横で見ている悠午は、やっぱりワケが分からなかった。
「……帰る方法が書いてあるんですか? アレに」
「んー…………。と言うか、わたしは来たばっかりの時に見せてもらったけど、単に噂を集めただけって感じの内容だったわ。それで2500もするんだからボッタクリよね」
宿代(1500タラント)にも苦慮する三流冒険者としては、役に立つかどうかも分からない情報に大金を払うのは、あまりにも懐が痛かった。
先日の狩りで多少はお財布に余裕があるとはいえ、今後も安定して稼げるとも限らず、無駄金を使う気は一切無いのだから。
「ま、何年も確定情報出てないのに、一カ月で進展があるなら苦労せんわな」
ジト目魔術士もあやふやな情報に出費する気も無いらしく、悠午達の所に戻って来る。
ひやかされた形のカウンターの男は、迷惑そうな顔をジト目魔術士に向けていた。
「つまり……情報を集めて売ってるんですか?」
「んだね。帰る方法だけじゃなくてダンジョンとかフィールドの攻略情報をさ、プレイヤーから買ってそれをまた売るワケよ。後はプレイヤー同士の連絡掲示板があったり。パーティー組みたい時に伝言残したり。あとお金も貸してくれる」
悠午の質問に、ジト目の魔術士はプレイヤーズギルドの行っている業務の一例を上げる。
プレイヤーの互助組織、と言っても、慈善活動でもないらしい。
しかし世知辛いとはいえ、同郷の人間の間を取り持ち、プレイヤーとして必要な情報を提供するプレイヤーズギルドという組織に、一定の有用性があるのも確かだった。
お金も実力も不安があるプレイヤーには、あまりその恩恵もなさそうだったが。
「さっきの情報は使えないんですか?」
「使えない、事も…………ない? わかんね」
「さっきも言ったけど、全部根拠の無い噂なのよね。全部のクエストとサブクエストをコンプリートすれば帰れる。双子の女神に会えば帰れる。『聖域のアビス』最下層に時空の門がある。黒い月から帰れる。とか色々書かれてたけど、結局誰も試した事がないんだもの」
「つか『聖域のアビス』を一番下まで行けたらこの世界で無双出来るっつーの」
困った様に眉を顰める女戦士に、小馬鹿にしたように嘲笑うジト目魔術士のお姉さんふたり。
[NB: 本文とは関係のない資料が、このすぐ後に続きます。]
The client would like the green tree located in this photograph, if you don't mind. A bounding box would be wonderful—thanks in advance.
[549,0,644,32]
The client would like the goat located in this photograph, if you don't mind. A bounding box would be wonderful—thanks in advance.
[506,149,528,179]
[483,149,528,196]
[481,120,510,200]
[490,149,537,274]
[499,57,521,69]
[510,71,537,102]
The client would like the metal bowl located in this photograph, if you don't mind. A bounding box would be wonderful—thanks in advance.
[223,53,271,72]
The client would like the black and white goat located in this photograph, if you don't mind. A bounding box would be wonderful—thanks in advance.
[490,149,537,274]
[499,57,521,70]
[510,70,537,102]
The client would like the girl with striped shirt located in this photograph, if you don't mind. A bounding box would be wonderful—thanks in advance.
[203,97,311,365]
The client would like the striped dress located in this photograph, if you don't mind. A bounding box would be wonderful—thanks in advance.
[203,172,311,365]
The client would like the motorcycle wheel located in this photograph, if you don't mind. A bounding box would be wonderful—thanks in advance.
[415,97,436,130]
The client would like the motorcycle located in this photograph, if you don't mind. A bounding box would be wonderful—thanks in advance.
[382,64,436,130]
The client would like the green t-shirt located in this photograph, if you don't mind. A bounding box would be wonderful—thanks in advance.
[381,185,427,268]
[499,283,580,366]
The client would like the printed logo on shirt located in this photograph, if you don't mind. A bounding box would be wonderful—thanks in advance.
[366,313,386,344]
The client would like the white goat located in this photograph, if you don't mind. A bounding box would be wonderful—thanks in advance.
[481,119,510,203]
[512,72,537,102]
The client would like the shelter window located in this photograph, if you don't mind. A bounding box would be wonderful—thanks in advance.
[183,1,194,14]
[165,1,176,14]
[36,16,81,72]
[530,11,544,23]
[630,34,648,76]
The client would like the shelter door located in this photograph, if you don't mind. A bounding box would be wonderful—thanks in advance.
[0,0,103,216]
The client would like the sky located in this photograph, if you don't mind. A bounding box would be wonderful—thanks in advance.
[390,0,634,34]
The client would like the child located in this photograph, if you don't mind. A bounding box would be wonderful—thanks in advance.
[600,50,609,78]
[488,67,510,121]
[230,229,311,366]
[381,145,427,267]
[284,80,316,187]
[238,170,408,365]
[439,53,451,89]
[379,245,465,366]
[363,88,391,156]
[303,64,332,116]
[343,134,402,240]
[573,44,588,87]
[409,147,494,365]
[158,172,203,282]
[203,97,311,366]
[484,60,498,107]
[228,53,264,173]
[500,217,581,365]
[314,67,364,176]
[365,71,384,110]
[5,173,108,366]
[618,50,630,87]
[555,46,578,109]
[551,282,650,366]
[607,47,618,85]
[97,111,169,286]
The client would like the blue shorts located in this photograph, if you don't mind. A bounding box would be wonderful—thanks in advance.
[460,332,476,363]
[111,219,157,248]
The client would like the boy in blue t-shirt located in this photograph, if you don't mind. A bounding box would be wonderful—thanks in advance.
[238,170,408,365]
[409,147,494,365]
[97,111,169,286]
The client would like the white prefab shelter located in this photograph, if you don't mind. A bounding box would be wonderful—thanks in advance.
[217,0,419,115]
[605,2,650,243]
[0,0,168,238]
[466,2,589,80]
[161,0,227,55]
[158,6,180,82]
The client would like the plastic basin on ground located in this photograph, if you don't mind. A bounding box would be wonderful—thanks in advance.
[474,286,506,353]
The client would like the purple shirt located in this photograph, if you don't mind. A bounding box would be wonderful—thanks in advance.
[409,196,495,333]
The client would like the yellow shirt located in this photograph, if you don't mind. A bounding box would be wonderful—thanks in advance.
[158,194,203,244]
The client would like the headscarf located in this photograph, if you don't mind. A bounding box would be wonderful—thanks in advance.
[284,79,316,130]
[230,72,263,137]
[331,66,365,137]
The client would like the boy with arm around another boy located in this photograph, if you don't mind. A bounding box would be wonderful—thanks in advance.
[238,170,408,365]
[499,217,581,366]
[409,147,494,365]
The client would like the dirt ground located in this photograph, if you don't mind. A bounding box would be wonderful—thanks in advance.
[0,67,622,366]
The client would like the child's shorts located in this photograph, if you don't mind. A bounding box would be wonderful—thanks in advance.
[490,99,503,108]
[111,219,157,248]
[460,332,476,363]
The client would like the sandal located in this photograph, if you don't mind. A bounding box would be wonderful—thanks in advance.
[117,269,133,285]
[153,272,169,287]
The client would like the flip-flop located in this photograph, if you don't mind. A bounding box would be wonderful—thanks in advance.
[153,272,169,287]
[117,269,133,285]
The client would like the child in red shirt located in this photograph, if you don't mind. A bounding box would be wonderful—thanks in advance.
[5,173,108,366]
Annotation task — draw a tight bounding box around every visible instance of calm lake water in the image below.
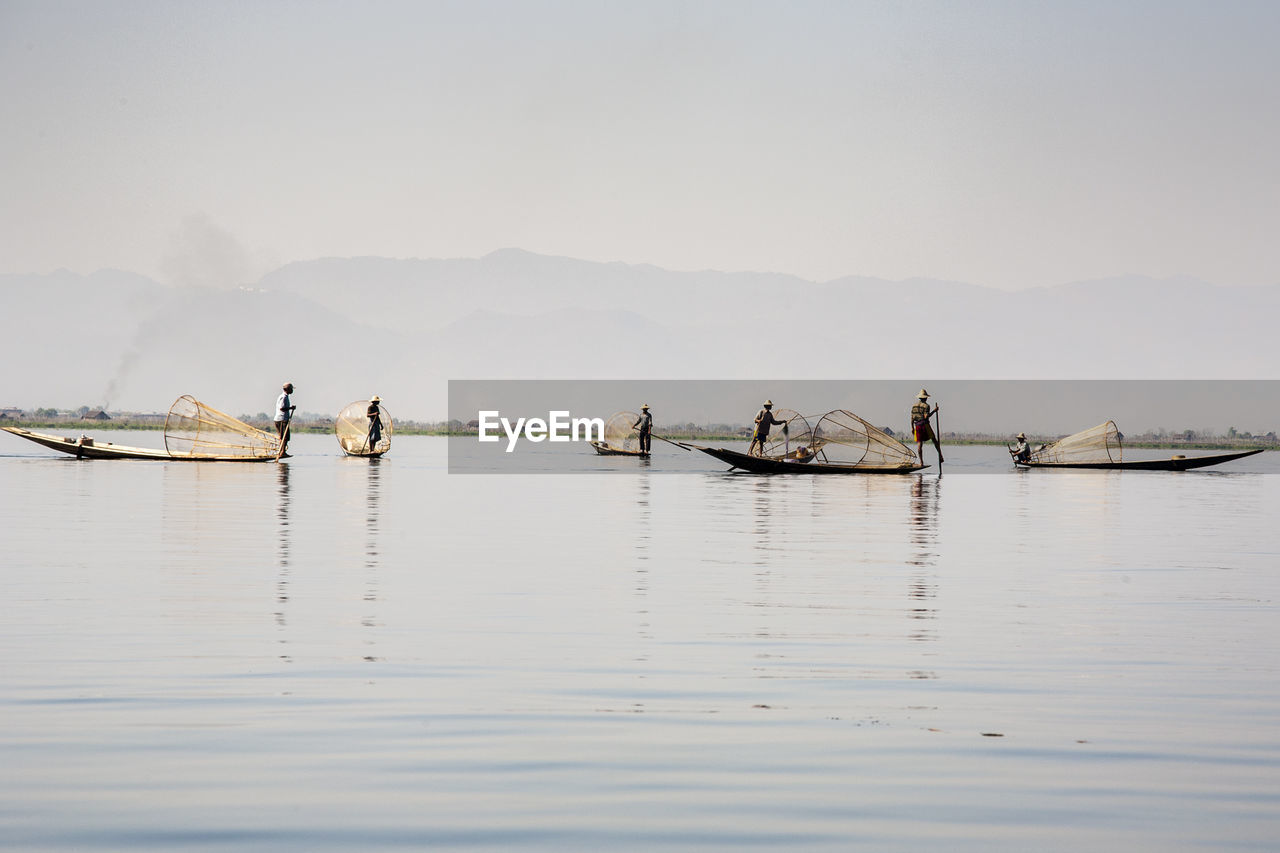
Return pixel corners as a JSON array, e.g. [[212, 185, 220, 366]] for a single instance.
[[0, 433, 1280, 850]]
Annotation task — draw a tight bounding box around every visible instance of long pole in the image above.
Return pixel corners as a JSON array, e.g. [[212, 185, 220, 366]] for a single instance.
[[649, 433, 694, 452], [933, 406, 942, 471], [275, 409, 293, 462]]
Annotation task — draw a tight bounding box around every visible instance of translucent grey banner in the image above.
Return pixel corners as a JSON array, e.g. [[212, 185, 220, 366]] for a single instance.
[[448, 379, 1280, 474]]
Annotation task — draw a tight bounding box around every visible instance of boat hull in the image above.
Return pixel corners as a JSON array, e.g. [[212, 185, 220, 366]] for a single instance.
[[691, 444, 928, 474], [591, 442, 649, 459], [1014, 447, 1266, 471], [0, 427, 289, 462]]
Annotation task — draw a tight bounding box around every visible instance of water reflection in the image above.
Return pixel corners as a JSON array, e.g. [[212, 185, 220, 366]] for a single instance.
[[632, 468, 653, 686], [360, 457, 383, 662], [275, 462, 292, 661], [906, 474, 942, 660]]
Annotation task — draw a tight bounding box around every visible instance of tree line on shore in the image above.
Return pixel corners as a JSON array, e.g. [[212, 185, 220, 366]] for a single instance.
[[0, 406, 1280, 448]]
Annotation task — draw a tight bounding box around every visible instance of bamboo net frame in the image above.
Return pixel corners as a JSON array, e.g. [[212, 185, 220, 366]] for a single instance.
[[813, 409, 920, 467], [164, 394, 280, 459], [334, 400, 392, 456], [600, 411, 640, 453], [1030, 420, 1124, 465]]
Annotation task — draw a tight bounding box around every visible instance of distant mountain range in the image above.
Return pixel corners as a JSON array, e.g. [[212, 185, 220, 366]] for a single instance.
[[0, 250, 1280, 420]]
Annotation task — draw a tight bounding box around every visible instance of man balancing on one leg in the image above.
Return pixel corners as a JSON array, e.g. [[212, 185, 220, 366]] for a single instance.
[[275, 382, 297, 455], [631, 403, 653, 453], [746, 400, 787, 456], [911, 388, 942, 465]]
それがどれだけ無理難題を言っているか、悠午も聞かされる事になった。
◇
プレイヤーズギルドの攻略情報。『現実世界への帰還』ファイル。
たいして厚くもないそのファイルには、つまるところワールドリベレイターをクリアする上での最上級難易度のクエストや、不可能とされる事柄が書かれていた。
情報に根拠など無い。
ただ、そこまですれば帰れるんじゃないか、というプレイヤー達の淡い希望を書き綴っただけだ。
そして、現在までに達成したプレイヤーが出たという情報もない。
ある意味、それは絶対に不可能な事だ。
何故なら、ここはゲームの中の世界ではなく、現実に様々なヒトや組織、集団、国といった存在が、様々な思惑を持って生きている世界なのだから。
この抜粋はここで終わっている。